Este drabble responde al desafío de Erly lanzado a través del topic "Desafíos: Pedidos de fics" del Foro "Alas Negras, Palabras Negras".
II
Viserys Targaryen & Joffrey Lannister
Donde los niños juegan
El fuego de dragón lo consume todo a su alrededor y convierte a los hombres en antorchas vivientes. Los gritos aguerridos inundan las calles encendidas de Desembarco del Rey y una enorme sombra negra como un eclipse, comienza a cubrir el cielo. Las llamas ardientes trepan enérgicamente por las paredes, copulan en los tejados y reducen todo a cenizas.

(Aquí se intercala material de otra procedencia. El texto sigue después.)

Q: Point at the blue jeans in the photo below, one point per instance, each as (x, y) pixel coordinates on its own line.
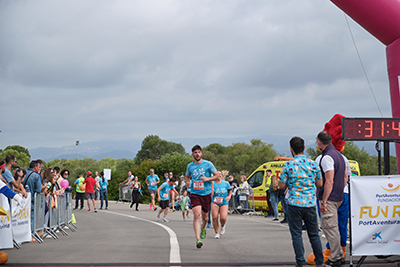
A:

La Fortaleza Roja cae antes que el fuego alcance sus escalinatas. La sangre carmesí corre por los azulejos del suelo, dibujando figuras irregulares y la cabeza de Robert Baratheon muere junto a su estandarte. El primer jinete de dragón que desciende de su montura, tiene una armadura negra con incrustaciones de diamantes y el cabello plateado.
Joffrey abre los ojos de forma desorbitada y se siente extasiado al ver una escena similar a la de Aegon el Conquistador. Entre la admiración profesada por el niño de cabellos dorados y la sed de atención que tiene Viserys Targaryen, surge una extraña compenetración y reflejo mutuo que nadie puede explicar con palabras coherentes.
Las malas lenguas dicen que el nuevo rey tiene apetitos voraces que no puede saciar con su hermana Daenerys, por lo que ordena a los criados que lleven al niño a sus estancias privadas y allí permanece hasta el amanecer. Las cuatro paredes de la habitación no son capaces de reprimir los feroces rugidos que suelta el chico y los sonidos húmedos rebotan en los pasillo, enterando de forma inevitable, a todo el castillo sobre lo que tiene lugar en las estancias.
También se dice que cuando el sol despunta por el este, los cabellos desordenados reciben las caricias de la luz y en su piel quedan iluminadas las marcas del acto ilícito que se lleva a cabo durante la noche.
Pero los súbditos no se atreven a decir nada. No quieren desatar la ira del dragón.